Amazon makes it easy to buy things, and books are no exception. It takes a couple of clicks and it’s at your doorstep in a few days – all with free shipping for those of us with Amazon Prime (which is a staggering 82% of households in the U.S.).
It takes almost no effort or time, so why do people still go to bookstores?
The answer is that bookstores are about much more than books. They’re about community, authenticity, and the experience.
City Lights: The Iconic San Francisco Bookstore
Bookstores have always been a part of the fabric of our communities. City Lights, a famous bookstore in San Francisco, opened in 1953 quickly became the center of the Beat movement. It championed counterculture arts, publishing Allen Ginsberg’s Howl, and providing an alternative to mainstream media. It represented progressive politics and thinking and stocked books accordingly.
Nancy Peters, a current co-owner of the City Lights, talked about joining in 1971, “It was clear that it had been very much a center of protest, for people with revolutionary ideas and people who wanted to change society.”
City Lights became a place where like-minded people could gather and converse, and it had a huge effect on its community. The San Francisco Board of Supervisors declared it a historical landmark because of its “seminal role in the literacy and cultural development of San Francisco and the nation, … for championing First Amendment protections, and for publishing and giving [a] voice to writers and artists everywhere.
City Light was and is much more than simply a place to buy books. It represents a community and is a center for culture, something that Amazon could never be.
People Love Their Local Bookstores
The COVID-19 pandemic has made it difficult for bookstores to survive, but it has also shown how important they are to people. Struggling bookstores that reached out for help received an outpour of support from their communities.
Strand, a bookstore in New York City, set up a GoFundMe and got $25,000 worth of donations in a week. One customer said, “this is one place that I cannot imagine New York without.”
It is clear people care about their local bookstores, and City Lights tells us why. With the rise of the internet and social media, people have started to actively seek out the community that City Lights and bookstores like it provide.
Why Bookstores Are Better Than Amazon
Simply stepping into an independent bookstore is like a conversation. While Amazon recommends books based on algorithms and ratings, bookstore staff carefully curate a selection of books that reflects their community’s culture. \
Stepping into City Lights, you will first see books on progressive politics, women’s rights, the LGBT+ community, and police brutality. Most bookstores also have a staff picks or featured books section where small handwritten notes give delightful little recommendations.
It’s not just about the books, bookstores serve as a gathering place and a cultural center.

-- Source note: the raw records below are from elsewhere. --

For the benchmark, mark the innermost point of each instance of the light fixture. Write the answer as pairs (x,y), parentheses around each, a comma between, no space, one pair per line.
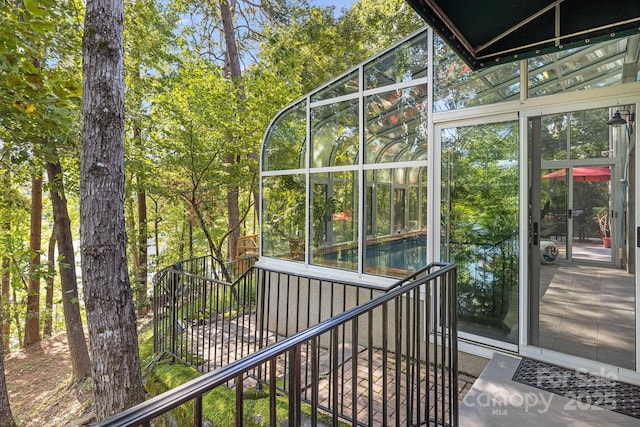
(618,120)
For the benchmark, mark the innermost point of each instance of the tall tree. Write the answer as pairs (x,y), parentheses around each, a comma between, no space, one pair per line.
(6,418)
(32,322)
(80,362)
(111,318)
(47,324)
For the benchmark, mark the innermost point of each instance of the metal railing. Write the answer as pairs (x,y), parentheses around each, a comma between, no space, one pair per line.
(391,360)
(196,310)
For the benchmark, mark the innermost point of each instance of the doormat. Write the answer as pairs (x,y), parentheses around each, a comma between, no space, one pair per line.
(580,386)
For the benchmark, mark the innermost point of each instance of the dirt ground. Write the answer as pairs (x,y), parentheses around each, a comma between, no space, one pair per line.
(38,381)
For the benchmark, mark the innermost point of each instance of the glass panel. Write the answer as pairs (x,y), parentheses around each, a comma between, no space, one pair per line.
(396,125)
(456,86)
(334,220)
(576,135)
(395,214)
(285,144)
(480,192)
(283,217)
(334,134)
(583,286)
(345,86)
(577,69)
(406,62)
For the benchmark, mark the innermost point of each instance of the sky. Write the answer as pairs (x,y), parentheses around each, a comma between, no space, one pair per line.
(339,4)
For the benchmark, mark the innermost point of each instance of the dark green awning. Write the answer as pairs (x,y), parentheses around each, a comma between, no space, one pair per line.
(492,32)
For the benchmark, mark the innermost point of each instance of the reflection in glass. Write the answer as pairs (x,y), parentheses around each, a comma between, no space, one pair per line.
(566,71)
(575,135)
(480,210)
(334,220)
(285,144)
(395,211)
(334,134)
(345,86)
(396,125)
(283,217)
(404,63)
(456,86)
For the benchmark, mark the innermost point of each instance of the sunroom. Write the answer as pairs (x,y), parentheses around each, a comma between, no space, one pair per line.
(517,173)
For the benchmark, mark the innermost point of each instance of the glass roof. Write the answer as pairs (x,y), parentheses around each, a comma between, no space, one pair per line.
(395,119)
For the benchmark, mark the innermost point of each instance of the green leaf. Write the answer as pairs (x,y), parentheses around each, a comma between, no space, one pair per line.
(34,8)
(41,27)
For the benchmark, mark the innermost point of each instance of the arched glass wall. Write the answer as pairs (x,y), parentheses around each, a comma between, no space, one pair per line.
(344,170)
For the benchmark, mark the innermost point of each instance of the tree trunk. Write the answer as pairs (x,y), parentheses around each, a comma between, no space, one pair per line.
(233,70)
(143,236)
(51,260)
(16,318)
(6,418)
(5,306)
(111,317)
(32,321)
(78,351)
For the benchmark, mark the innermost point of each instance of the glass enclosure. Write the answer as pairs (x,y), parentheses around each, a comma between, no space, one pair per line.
(480,209)
(412,157)
(359,202)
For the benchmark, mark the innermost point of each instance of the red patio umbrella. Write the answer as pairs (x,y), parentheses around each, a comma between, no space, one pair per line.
(585,174)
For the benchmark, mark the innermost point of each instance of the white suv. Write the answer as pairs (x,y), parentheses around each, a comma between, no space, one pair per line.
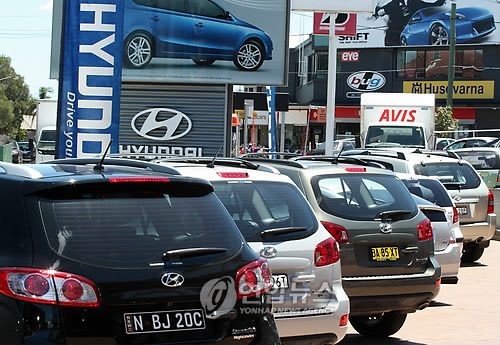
(278,223)
(473,199)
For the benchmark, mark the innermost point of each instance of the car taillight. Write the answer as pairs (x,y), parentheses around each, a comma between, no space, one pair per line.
(491,202)
(253,279)
(338,232)
(48,287)
(456,219)
(424,230)
(326,253)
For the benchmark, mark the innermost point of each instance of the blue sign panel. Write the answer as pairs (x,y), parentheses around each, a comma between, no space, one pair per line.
(89,99)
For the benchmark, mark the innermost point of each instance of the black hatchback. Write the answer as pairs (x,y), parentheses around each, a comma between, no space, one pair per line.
(124,252)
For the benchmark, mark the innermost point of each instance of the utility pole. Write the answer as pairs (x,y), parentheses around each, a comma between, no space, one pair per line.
(451,63)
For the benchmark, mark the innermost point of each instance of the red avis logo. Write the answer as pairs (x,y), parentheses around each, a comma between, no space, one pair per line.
(401,115)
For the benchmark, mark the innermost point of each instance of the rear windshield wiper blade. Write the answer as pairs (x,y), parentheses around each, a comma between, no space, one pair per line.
(281,231)
(191,252)
(394,214)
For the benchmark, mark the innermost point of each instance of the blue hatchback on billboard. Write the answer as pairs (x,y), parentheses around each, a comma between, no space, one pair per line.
(199,30)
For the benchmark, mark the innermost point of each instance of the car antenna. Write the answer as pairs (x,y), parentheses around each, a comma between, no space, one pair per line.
(212,163)
(99,166)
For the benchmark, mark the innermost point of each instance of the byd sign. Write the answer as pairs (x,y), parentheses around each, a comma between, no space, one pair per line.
(366,81)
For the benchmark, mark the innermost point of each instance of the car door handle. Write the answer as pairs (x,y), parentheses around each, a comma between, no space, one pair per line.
(409,250)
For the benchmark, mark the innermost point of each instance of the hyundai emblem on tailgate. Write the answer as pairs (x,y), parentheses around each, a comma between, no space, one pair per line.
(268,252)
(172,279)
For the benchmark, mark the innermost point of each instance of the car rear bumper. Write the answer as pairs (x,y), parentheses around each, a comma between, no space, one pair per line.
(378,294)
(481,230)
(449,260)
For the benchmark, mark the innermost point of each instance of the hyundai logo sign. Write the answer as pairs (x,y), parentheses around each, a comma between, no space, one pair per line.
(161,124)
(366,81)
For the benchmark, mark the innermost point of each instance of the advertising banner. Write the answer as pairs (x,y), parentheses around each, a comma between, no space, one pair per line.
(89,95)
(211,41)
(425,22)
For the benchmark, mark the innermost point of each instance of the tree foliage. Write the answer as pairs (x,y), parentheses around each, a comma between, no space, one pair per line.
(15,99)
(444,120)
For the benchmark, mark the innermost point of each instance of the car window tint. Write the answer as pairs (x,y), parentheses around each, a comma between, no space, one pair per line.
(460,174)
(262,205)
(135,229)
(481,160)
(429,190)
(206,8)
(361,197)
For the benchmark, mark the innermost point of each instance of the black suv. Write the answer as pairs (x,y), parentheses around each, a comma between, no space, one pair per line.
(122,251)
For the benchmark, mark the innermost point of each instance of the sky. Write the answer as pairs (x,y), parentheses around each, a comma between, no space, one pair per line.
(25,37)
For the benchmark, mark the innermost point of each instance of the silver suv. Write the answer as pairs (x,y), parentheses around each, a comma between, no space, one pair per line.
(278,223)
(473,199)
(386,242)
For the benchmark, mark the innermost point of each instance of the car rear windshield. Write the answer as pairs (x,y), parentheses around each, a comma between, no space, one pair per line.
(134,228)
(462,175)
(257,206)
(482,160)
(430,190)
(362,196)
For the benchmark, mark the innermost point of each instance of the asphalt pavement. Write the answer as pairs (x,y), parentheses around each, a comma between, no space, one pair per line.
(465,313)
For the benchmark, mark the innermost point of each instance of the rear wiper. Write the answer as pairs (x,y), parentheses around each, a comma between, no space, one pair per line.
(176,254)
(394,214)
(281,231)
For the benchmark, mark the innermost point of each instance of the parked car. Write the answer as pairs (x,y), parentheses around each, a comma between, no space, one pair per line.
(470,142)
(28,154)
(338,145)
(279,224)
(122,251)
(442,142)
(473,199)
(486,160)
(431,25)
(199,30)
(434,201)
(386,242)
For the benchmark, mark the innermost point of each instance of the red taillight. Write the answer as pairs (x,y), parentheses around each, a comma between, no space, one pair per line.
(343,320)
(338,232)
(424,230)
(48,287)
(138,179)
(233,174)
(355,169)
(456,219)
(326,253)
(491,202)
(253,279)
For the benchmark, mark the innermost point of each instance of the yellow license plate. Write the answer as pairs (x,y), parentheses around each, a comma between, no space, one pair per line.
(385,253)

They hold events like open mics and poetry slams and bring in authors for talks or book signings. They support their community movements by putting up Black Lives Matter posters or hanging pride flags in their windows.
Beyond the culture and community bookstores give, they simply provide an experience that Amazon cannot. For me, stepping into a bookstore is like stepping into alternate reality — one where I can forget the stresses of everyday life, one where I can take a moment to breathe and view life in a big picture perspective, one where I have a chance to hear the voices of thousands of authors in one small shop. Bookstores provide an authenticity that society has recently been lacking.
If you ever feel lost, alone, or left behind in our fast-moving world, I recommend entering a bookstore. It will give you time to think and a sense of clarity. You’ll realize that bookstores are so much more than places that sells books, and that is why they continue to thrive despite the threat of Amazon.